Тревожно, торопливо трещал барабан. Играл горнист.

Через двадцать минут на площади шеренгами стояли солдаты с строгими лицами. И этой строгости странно не соответствовала одежда. Одни были в прежнем пропотелом тряпье, другие — в крахмальных, расстегнутых, подпоясанных веревочками сорочках — на груди стояли коробом. Иные — в дамских ночных кофтах или в лифах, и странно торчали из них черные руки, шеи. А правофланговый третьей роты, высокий, костлявый и сумрачный, стоял в черном фраке на голом теле, с рукавами до локтя; густо белели выше голых колен кружева.

Подошел Кожух, железно зажимая челюсти, а глаза серые, острого блеска. За ним командный состав в красивых грузинских офицерских папахах, малиновых черкесках, на которых серебряные с чернью кинжалы.

Кожух постоял, все так же посылая вдоль шеренги острый блеск стали крохотных глаз.

— Товарищи!

Голос такого же ржаво-ломаного железа, как тот, что ночью. «Вперед!.. в атаку!..»

— Товарищи! Мы — революционная армия, бьемось за наших дитэй, за жен, за наших старых матерей, отцов, за революцию, за нашу землю. А землю хто дал?

Он замолчал и ждал ответа, зная, что не будет ответа: стояли в строю.
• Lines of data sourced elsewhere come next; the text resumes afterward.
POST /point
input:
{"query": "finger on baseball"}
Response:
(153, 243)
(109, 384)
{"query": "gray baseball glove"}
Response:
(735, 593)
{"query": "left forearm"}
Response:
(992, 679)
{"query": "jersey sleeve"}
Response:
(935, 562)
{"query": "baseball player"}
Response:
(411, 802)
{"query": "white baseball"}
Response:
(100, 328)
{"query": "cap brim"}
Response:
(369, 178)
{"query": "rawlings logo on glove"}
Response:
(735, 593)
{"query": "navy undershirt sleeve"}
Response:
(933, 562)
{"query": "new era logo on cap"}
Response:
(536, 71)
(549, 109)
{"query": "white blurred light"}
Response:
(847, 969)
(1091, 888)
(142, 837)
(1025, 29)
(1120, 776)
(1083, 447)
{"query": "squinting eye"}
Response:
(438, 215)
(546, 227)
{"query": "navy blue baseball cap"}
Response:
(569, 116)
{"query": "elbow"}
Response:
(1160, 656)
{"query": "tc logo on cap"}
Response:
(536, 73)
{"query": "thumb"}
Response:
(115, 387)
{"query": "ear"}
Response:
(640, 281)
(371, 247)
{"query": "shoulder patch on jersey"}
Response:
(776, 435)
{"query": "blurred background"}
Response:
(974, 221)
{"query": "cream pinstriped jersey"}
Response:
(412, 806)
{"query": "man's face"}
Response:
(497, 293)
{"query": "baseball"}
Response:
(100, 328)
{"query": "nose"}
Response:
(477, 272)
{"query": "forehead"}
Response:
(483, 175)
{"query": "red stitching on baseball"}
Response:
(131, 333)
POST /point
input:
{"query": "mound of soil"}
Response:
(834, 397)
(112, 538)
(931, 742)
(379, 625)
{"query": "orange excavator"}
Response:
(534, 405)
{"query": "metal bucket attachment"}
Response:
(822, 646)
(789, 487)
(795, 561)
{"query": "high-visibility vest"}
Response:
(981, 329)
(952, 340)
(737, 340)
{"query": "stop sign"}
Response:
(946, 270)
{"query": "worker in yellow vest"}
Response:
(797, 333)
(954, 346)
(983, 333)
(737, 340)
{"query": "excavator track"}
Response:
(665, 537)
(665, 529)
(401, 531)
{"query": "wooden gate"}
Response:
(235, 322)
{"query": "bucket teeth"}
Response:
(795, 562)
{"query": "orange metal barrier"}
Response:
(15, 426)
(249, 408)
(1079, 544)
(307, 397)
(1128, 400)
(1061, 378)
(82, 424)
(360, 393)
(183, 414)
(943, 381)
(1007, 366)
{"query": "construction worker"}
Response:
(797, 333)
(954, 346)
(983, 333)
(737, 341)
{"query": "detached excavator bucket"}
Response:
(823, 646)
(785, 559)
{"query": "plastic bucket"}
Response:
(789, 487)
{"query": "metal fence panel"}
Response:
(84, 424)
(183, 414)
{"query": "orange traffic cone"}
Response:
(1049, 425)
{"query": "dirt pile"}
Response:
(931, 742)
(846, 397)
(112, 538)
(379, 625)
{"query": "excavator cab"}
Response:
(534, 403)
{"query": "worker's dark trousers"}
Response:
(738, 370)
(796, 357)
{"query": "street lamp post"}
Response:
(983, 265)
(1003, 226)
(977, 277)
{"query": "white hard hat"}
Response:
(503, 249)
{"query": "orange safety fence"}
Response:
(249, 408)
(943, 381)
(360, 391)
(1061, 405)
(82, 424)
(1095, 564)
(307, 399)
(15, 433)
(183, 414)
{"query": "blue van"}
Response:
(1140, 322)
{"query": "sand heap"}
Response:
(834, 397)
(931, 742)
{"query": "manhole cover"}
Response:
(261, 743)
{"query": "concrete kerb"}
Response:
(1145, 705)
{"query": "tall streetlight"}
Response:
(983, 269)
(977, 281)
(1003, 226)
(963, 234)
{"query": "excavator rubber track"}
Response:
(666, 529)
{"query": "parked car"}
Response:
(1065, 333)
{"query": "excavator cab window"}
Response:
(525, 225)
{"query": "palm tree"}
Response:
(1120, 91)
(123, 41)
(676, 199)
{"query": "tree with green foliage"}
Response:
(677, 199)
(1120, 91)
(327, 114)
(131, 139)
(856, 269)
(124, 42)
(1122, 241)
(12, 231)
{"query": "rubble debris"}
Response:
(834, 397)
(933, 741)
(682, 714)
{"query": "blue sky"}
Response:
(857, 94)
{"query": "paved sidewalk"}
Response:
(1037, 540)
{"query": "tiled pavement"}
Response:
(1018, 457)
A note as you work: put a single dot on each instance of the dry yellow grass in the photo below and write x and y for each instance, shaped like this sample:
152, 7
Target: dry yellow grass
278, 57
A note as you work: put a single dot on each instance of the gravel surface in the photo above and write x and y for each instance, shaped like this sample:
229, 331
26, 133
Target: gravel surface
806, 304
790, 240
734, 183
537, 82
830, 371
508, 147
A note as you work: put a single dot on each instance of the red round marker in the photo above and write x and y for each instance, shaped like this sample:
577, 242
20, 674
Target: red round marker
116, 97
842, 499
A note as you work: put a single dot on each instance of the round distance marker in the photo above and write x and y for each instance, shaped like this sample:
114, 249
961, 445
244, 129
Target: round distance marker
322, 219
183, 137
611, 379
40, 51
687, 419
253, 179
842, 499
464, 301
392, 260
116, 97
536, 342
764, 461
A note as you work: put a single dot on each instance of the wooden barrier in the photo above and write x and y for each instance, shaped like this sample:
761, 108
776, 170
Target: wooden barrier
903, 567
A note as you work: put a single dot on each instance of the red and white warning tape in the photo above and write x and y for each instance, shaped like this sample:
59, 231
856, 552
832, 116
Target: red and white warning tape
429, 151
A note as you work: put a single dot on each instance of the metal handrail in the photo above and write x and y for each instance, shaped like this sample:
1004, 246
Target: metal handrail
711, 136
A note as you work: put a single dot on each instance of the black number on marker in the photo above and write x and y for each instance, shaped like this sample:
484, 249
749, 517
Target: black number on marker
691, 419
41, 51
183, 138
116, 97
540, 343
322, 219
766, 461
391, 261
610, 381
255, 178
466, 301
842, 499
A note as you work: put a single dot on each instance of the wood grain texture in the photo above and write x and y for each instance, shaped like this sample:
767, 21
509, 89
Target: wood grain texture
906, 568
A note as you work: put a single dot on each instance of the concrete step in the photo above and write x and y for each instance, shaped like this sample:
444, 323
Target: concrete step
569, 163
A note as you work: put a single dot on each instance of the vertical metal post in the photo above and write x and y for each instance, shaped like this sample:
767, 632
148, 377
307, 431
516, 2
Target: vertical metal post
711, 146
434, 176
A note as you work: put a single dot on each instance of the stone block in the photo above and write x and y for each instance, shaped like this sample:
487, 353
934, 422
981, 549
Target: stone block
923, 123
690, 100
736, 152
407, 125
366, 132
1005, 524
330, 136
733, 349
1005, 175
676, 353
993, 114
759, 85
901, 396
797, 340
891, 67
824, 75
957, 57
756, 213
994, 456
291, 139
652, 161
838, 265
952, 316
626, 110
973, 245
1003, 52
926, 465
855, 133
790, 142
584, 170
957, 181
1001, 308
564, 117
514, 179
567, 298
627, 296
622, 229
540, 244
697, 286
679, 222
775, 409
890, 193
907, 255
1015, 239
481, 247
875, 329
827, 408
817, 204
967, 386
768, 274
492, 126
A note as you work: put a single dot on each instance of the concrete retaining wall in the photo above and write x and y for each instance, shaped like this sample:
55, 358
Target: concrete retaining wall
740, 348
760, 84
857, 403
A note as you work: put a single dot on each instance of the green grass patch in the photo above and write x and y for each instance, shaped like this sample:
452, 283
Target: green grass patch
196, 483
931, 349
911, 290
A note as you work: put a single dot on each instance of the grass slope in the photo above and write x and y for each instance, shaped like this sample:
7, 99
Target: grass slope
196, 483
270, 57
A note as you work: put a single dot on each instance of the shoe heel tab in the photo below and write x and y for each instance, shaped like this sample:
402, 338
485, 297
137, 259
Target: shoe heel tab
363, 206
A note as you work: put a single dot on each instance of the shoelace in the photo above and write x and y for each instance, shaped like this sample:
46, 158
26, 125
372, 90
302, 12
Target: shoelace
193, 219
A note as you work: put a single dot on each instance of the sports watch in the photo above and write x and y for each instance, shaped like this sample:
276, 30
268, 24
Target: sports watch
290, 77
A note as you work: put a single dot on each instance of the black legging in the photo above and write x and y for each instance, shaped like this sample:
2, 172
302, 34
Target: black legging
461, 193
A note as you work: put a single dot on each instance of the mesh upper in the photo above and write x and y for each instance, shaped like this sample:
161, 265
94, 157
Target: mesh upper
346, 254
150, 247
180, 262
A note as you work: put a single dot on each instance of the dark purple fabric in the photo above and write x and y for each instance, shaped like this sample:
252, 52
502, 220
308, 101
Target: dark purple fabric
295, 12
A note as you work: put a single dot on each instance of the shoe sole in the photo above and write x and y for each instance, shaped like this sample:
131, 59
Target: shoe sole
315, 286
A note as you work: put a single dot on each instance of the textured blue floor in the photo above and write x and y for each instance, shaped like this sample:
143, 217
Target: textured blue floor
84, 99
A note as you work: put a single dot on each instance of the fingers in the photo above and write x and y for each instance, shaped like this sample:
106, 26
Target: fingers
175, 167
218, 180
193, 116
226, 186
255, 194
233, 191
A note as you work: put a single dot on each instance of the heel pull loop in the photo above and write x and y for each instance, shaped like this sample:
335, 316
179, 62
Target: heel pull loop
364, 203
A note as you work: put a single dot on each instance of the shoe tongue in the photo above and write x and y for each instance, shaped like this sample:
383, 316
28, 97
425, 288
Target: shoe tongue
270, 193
— Хто дал? Совитска власть. А вы що сделали? А вы разбойниками стали, пошли грабить.

Стояла такая тишина напряжения, что вот лопнет. А ржавое железо, ломаясь, гремело:

— Я, командующий колонной, я назначаю двадцать пять розог каждому, хто взял хочь нитку.

Все неподвижно смотрели на него, не спуская глаз: он был отрепан, штаны висели клочьями: как блин, обвисла грязная соломенная шляпа.

— У кого хочь трошки есть награбленного, три шага вперед!

Прошла тягостная секунда молчания — никто не тронулся.

И вдруг земля глухо и дружно: раз! два! три!.. Немного осталось стоять в тряпье. А в новой шеренге густо стояли одетые кто во что горазд.

— Що взято у городе, пойдет в общий котел, вашим же дитям и бабам. Кладите на землю, хто що взял. Все!

Вся передняя шеренга шевельнулась и стала класть перед собой куски ситца, полотна, парусины, а другие стали снимать крахмаленные рубахи, дамские кофточки, лифчики; сложили на земле кучками и стояли, голые и загорелые. Снял и правофланговый фрак и панталоны, и тоже стоял, костлявый и голый.

Подъехала повозка. Из повозки вынули розги.

Кожух подошел к фланговому.

— Лягай!

Тот стал на четвереньки, потом неуклюже лег лицом в панталоны, и солнце жгло ему голый зад.

Кожух ржаво закричал:

— Лягайте вси!

И все легли, подставляя зады и спины горячему солнцу.

Кожух смотрел, и лицо было каменное. Разве не эти люди, шумя буйной ордой, выбирали его в начальники? Разве не они кричали ему: «Продал… пропил нас?» Разве не они играли им, как щепкой? Разве не они хотели поднять его на штыки?

А теперь покорно лежат голые.

И волна силы и мощи, подобная той, что взносила его, когда честолюбиво добивался офицерства, поднялась в душе. Но это была другая волна, другого честолюбия — он спасет, он выведет вот этих, которые так покорно лежат, дожидаясь розог. Покорно лежат, но если бы он заикнулся сказать: «Хлопцы, завертайте назад, до казаков, до офицеров», — его бы подняли на штыки.

И опять ржавый Кожухов голос разнесся над лежавшими:

— Одевайсь!

Все поднялись и стали одеваться в крахмаленные рубахи, в кофточки, а правофланговый опять напялил фрак и надернул шесть штук панталон.

Кожух сделал знак, и два солдата с засветившимися лицами забрали нетронутую кучу розог и положили назад в повозку. Потом повозка поехала вдоль шеренги, и в нее радостно кидали куски ситцу, полотна, сатину.